Ich habe ein Shakespeare Zalt XT Zelt, macht einen guten Eindruck und ist auch im Preisrahmen. Ich habe 69€ bezahlt. Habe es aber erst 2x benutzt.
http://www.angel-domaene.de/shakespeare-salt-xt-beach-shelter-brandungs-angelzelt--18813.html


----------



## marcus (9. November 2016)

*AW: Gesucht wird ein Brandungszelt oder Beach Shelter*

Ich habe den Quantum Sea shelter.
Der ist in der Länge zerlegbar.
Das kommt mir beim Transport in der Rutentasche entgegen.
Bin zufrieden


----------



## degl (9. November 2016)

*AW: Gesucht wird ein Brandungszelt oder Beach Shelter*



Stefan660 schrieb:


> Ich habe ein Shakespeare Zalt XT Zelt, macht einen guten Eindruck und ist auch im Preisrahmen. Ich habe 69€ bezahlt. Habe es aber erst 2x benutzt.
> http://www.angel-domaene.de/shakespeare-salt-xt-beach-shelter-brandungs-angelzelt--18813.html



#6 Absolut zu empfehlen......leicht zu transportieren und erfüllt alle ansprüche an ein Brandungszelt....gut das ich jetzt eins davon habe

gruß degl


----------



## penny (9. November 2016)

*AW: Gesucht wird ein Brandungszelt oder Beach Shelter*

+1 

Das Zalt habe ich auch, und kann es bedenkenlos empfehlen. Ich habe es bis 6Bft in Böen 7Bft testen können. 

Fazit: hält, aber mehr sollte es auch nicht sein, sonst macht das Gestänge schlapp!

VG
Carsten


----------



## kuttenkarl (9. November 2016)

*AW: Gesucht wird ein Brandungszelt oder Beach Shelter*

Hallo,
das Zalt nutzt meine Frau. Sie ist damit sehr zufrieden. Der Preis bei der Angel Domäne ist richtig gut. Kaufemphelung.

Gruß Gerd


----------



## NaturalBornFisher (9. November 2016)

*AW: Gesucht wird ein Brandungszelt oder Beach Shelter*

Das wird mein nächstes, wenn mein altes Dega Beach Buddy bald nach 20 Jahren in den wohlverdienten Ruhestand geht. ...

Original von Ian Gold
https://www.youtube.com/watch?v=sOOkh3Eqrj0
(günstig aus England! Pfund steht gut zur Zeit...)
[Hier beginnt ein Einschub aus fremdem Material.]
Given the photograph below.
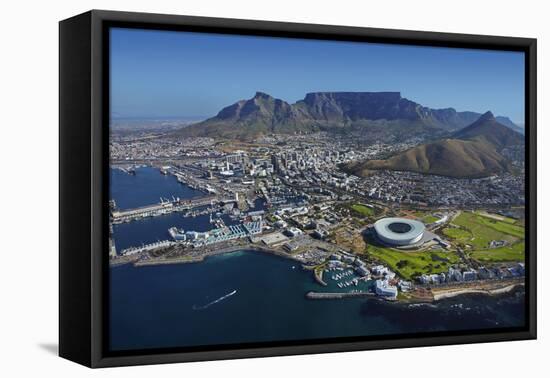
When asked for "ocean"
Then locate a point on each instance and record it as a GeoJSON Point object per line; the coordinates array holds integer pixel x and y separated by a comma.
{"type": "Point", "coordinates": [249, 296]}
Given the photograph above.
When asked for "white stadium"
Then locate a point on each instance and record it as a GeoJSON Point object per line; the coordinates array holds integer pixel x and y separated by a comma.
{"type": "Point", "coordinates": [399, 231]}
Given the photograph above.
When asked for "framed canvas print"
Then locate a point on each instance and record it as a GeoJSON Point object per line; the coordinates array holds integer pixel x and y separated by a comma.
{"type": "Point", "coordinates": [233, 188]}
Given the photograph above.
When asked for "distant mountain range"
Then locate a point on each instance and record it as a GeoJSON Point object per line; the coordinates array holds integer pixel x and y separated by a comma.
{"type": "Point", "coordinates": [473, 151]}
{"type": "Point", "coordinates": [368, 113]}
oder nahezu Baugleich von Dega:
https://www.youtube.com/watch?v=dCcttoxykZ4

Petri, Carsten


----------



## Hardy48 (9. November 2016)

*AW: Gesucht wird ein Brandungszelt oder Beach Shelter*

bei den Videos fällt mir auf, dass die Zelte bei fast Windstille aufgebaut werden. Wie sieht es mit Befestigungsschlaufen aus, man kann keine erkennen. Bei stärkerem Wind sollte man schon ein paar starke Bänder und ein paar Heringe dabei haben. Und das Zelt mit ein bisschen Sand zu beschweren reicht bei Weitem nicht.


----------



## degl (10. November 2016)

*AW: Gesucht wird ein Brandungszelt oder Beach Shelter*



Hardy48 schrieb:


> bei den Videos fällt mir auf, dass die Zelte bei fast Windstille aufgebaut werden. Wie sieht es mit Befestigungsschlaufen aus, man kann keine erkennen. Bei stärkerem Wind sollte man schon ein paar starke Bänder und ein paar Heringe dabei haben. Und das Zelt mit ein bisschen Sand zu beschweren reicht bei Weitem nicht.
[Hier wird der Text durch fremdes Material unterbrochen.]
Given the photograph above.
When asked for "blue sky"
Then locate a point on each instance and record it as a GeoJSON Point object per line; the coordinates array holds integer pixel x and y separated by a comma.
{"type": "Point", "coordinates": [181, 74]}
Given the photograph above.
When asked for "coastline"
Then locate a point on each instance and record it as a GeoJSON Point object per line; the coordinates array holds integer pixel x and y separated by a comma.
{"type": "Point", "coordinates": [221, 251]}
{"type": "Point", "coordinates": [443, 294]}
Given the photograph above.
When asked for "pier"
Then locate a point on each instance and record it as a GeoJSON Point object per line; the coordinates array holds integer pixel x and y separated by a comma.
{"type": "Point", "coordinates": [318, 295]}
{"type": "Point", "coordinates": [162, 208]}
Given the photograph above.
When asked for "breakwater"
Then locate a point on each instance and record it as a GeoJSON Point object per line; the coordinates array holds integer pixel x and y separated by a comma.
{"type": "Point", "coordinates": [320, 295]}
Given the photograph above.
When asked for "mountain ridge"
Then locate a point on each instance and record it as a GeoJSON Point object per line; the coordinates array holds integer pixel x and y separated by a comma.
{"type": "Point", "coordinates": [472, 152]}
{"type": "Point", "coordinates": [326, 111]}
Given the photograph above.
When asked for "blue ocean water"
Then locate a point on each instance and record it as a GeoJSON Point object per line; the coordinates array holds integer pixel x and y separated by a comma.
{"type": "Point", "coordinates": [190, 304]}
Man glaubt garnicht, wie schwer der Sand ist.........und Heringe halten auch nicht immer im Sand.........

Wenn es durch die "Sandkannte" nicht mehr zum halten kommt, dann ist es bestimmt mehr als 6Bft...........

gruß degl


----------



## Hardy48 (10. November 2016)

*AW: Gesucht wird ein Brandungszelt oder Beach Shelter*



degl schrieb:


> Man glaubt garnicht, wie schwer der Sand ist.........und Heringe halten auch nicht immer im Sand.........
> gruß degl


 richtig :m und dein Zusatz "nicht immer" trifft es auf dem Punkt. Ich habe ja auch schon etliche Heringe für mein Brandungszelt ausprobiert. Und die Heringe aus Draht oder Alu kannst du vergessen. Die Sandheringe aus Stahl, 30 cm, tun schon ihre Dienste. Und noch was Wichtiges, wer sagt denn, dass man nur am Sandstrand angelt? Am steinigen Strand will man doch auch sein Zelt mal aufstellen.  und wenn die Heringe länger halten sollen, sollte man schon einen Gummihammer oder mindestens einen einen Holzklotz zur Schonung des Kopfes verwenden. #h


----------



## degl (10. November 2016)

*AW: Gesucht wird ein Brandungszelt oder Beach Shelter*



Hardy48 schrieb:


> richtig :m und dein Zusatz "nicht immer" trifft es auf dem Punkt. Ich habe ja auch schon etliche Heringe für mein Brandungszelt ausprobiert. Und die Heringe aus Draht oder Alu kannst du vergessen. Die Sandheringe aus Stahl, 30 cm, tun schon ihre Dienste. Und noch was Wichtiges, wer sagt denn, dass man nur am Sandstrand angelt? Am steinigen Strand will man doch auch sein Zelt mal aufstellen.  und wenn die Heringe länger halten sollen, sollte man schon einen Gummihammer oder mindestens einen einen Holzklotz zur Schonung des Kopfes verwenden. #h



Meine "Strandkarre" ist eh schon voll...........und bei 6 Bft. brauchts schon 2 Mann um sein Beachbuddy aufzustellen.......
mir ist es allein nicht gelungen.........und bei meinem Zelt sind die Sandkannten recht breit......da kann ich auch Steine als Beschwerung nutzen...........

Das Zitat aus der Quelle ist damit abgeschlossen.